Friedman was sympathetic to the government's concern that many agencies did not have the ability to store electronic records for long periods. But he noted that "the solution to this problem is not to absolve all agencies of using electronic record-keeping systems because some agencies do not now have the capability to do so. Rather, it makes much more sense to require each agency to put forward its best records management strategy, taking into account its particular assets and deficiencies." He pointed out that "for many years, Congress has recognized the importance of maintaining certain copies of government records and has established safeguards to insure that records with sufficient administrative, legal, research or other value are not destroyed. It should come as no surprise that electronic records, which take less storage space than paper records, should be subject to the same safeguards. While Congress has given the archivist an enormous task in managing the federal government's records, the court is confident that the archivist will be able to efficiently dispose of electronic records within the structure provided by existing law."

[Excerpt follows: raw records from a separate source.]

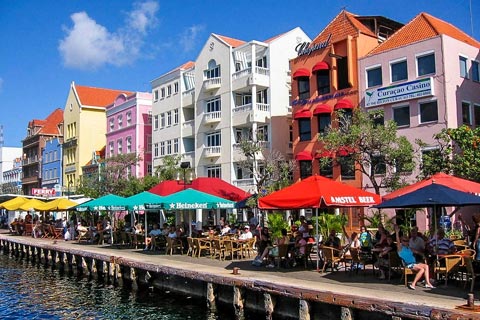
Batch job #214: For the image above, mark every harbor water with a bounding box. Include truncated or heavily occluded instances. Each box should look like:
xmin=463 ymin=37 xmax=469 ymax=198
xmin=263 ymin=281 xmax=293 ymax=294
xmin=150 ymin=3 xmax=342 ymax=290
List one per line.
xmin=0 ymin=254 xmax=255 ymax=320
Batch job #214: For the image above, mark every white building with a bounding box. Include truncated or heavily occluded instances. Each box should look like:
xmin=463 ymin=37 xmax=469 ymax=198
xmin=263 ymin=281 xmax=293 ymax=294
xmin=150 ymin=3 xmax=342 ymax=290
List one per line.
xmin=151 ymin=28 xmax=311 ymax=192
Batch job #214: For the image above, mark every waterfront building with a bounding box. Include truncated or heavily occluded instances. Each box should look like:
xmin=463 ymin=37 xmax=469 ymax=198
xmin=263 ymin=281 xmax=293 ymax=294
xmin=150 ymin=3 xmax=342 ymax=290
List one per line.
xmin=63 ymin=81 xmax=133 ymax=191
xmin=151 ymin=28 xmax=310 ymax=192
xmin=41 ymin=137 xmax=64 ymax=196
xmin=22 ymin=108 xmax=63 ymax=196
xmin=359 ymin=13 xmax=480 ymax=230
xmin=105 ymin=92 xmax=152 ymax=178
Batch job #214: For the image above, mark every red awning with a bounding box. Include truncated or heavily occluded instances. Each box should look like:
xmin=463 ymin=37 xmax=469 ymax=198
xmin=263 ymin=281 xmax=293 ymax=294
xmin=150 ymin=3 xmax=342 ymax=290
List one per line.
xmin=293 ymin=109 xmax=312 ymax=119
xmin=312 ymin=61 xmax=330 ymax=73
xmin=293 ymin=68 xmax=310 ymax=79
xmin=335 ymin=99 xmax=353 ymax=110
xmin=313 ymin=104 xmax=332 ymax=114
xmin=315 ymin=150 xmax=335 ymax=159
xmin=295 ymin=151 xmax=313 ymax=161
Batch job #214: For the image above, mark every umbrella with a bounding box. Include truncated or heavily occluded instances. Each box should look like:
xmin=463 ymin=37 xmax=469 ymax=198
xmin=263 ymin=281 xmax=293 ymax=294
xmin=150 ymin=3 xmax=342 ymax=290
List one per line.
xmin=258 ymin=175 xmax=380 ymax=270
xmin=382 ymin=172 xmax=480 ymax=200
xmin=0 ymin=197 xmax=28 ymax=211
xmin=38 ymin=198 xmax=77 ymax=211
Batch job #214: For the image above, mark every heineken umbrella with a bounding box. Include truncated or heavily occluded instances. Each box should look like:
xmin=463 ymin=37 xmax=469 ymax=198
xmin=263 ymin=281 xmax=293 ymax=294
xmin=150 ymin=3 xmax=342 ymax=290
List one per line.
xmin=0 ymin=197 xmax=28 ymax=211
xmin=145 ymin=189 xmax=235 ymax=233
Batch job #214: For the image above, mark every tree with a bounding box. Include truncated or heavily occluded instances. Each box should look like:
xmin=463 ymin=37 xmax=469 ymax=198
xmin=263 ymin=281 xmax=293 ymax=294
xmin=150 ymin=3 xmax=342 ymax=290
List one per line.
xmin=319 ymin=108 xmax=415 ymax=194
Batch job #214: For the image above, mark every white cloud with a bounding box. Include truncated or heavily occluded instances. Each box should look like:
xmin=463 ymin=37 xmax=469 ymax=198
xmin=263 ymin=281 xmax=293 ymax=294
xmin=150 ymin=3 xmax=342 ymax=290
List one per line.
xmin=179 ymin=25 xmax=205 ymax=52
xmin=58 ymin=1 xmax=158 ymax=70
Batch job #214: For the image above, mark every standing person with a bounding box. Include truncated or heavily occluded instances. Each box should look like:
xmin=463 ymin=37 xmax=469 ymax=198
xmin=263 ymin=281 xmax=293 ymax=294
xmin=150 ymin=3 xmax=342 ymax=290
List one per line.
xmin=395 ymin=225 xmax=435 ymax=290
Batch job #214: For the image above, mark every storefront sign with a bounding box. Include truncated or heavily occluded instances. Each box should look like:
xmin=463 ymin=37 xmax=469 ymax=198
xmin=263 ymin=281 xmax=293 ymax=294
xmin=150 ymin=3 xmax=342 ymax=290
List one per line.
xmin=365 ymin=78 xmax=433 ymax=108
xmin=295 ymin=34 xmax=332 ymax=56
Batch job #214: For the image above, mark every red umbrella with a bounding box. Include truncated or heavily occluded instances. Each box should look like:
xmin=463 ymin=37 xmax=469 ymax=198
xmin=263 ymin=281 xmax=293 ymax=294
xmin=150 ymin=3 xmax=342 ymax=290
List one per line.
xmin=382 ymin=172 xmax=480 ymax=200
xmin=148 ymin=177 xmax=251 ymax=202
xmin=258 ymin=175 xmax=381 ymax=209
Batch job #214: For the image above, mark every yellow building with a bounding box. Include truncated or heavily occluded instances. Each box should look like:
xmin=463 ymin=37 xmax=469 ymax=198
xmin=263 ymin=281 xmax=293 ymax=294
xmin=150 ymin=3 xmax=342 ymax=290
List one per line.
xmin=63 ymin=81 xmax=132 ymax=190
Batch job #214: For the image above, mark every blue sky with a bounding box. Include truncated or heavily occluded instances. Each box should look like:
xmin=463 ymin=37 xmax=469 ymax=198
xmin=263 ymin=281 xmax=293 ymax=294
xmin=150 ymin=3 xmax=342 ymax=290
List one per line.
xmin=0 ymin=0 xmax=480 ymax=147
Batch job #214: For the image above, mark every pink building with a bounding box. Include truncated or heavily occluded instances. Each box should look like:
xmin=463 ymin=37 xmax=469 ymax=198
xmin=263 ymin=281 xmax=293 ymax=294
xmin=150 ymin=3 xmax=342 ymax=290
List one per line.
xmin=105 ymin=92 xmax=152 ymax=178
xmin=359 ymin=13 xmax=480 ymax=230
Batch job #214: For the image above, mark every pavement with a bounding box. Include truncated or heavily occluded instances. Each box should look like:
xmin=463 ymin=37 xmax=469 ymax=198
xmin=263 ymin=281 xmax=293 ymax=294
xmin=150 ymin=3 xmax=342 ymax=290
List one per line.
xmin=0 ymin=233 xmax=480 ymax=319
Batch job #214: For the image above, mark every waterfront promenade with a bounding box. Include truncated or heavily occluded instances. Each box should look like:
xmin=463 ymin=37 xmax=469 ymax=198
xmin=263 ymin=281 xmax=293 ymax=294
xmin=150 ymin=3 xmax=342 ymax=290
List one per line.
xmin=0 ymin=233 xmax=480 ymax=319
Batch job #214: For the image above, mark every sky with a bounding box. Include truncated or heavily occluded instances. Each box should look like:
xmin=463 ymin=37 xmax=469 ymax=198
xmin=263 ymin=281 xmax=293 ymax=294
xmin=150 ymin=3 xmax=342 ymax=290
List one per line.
xmin=0 ymin=0 xmax=480 ymax=147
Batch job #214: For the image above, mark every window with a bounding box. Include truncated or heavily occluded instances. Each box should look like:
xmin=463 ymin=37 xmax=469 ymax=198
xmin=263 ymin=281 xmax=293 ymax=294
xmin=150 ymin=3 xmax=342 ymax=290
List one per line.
xmin=420 ymin=101 xmax=438 ymax=123
xmin=367 ymin=66 xmax=383 ymax=88
xmin=207 ymin=132 xmax=222 ymax=147
xmin=297 ymin=77 xmax=310 ymax=99
xmin=207 ymin=165 xmax=222 ymax=178
xmin=173 ymin=138 xmax=179 ymax=153
xmin=317 ymin=70 xmax=330 ymax=95
xmin=392 ymin=106 xmax=410 ymax=127
xmin=317 ymin=113 xmax=332 ymax=134
xmin=125 ymin=137 xmax=132 ymax=153
xmin=318 ymin=158 xmax=333 ymax=178
xmin=337 ymin=57 xmax=350 ymax=90
xmin=462 ymin=102 xmax=472 ymax=125
xmin=417 ymin=53 xmax=435 ymax=77
xmin=472 ymin=61 xmax=480 ymax=82
xmin=127 ymin=111 xmax=132 ymax=126
xmin=340 ymin=156 xmax=355 ymax=180
xmin=173 ymin=109 xmax=178 ymax=124
xmin=371 ymin=155 xmax=387 ymax=174
xmin=160 ymin=141 xmax=165 ymax=156
xmin=205 ymin=97 xmax=222 ymax=113
xmin=299 ymin=160 xmax=312 ymax=179
xmin=117 ymin=140 xmax=123 ymax=154
xmin=390 ymin=60 xmax=408 ymax=82
xmin=458 ymin=56 xmax=468 ymax=79
xmin=298 ymin=118 xmax=312 ymax=141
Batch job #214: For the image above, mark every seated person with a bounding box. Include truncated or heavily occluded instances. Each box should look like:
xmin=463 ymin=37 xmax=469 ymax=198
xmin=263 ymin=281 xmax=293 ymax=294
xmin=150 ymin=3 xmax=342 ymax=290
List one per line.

The Archives apparently took a wrong turn in developing GRS 20 and Friedman told the agency to get back on the right road. But what Friedman's decision emphasizes is that e-mail and other electronic records are different in kind than their paper counterparts and will need to be treated differently. The computer revolution has always been sold on the concept that computers would make our lives easier by allowing us to work more efficiently. The task set out for the National Archives is to figure out how computer records can best be retained in both the short- and long-term, and how those records that can be destroyed can be responsibly identified.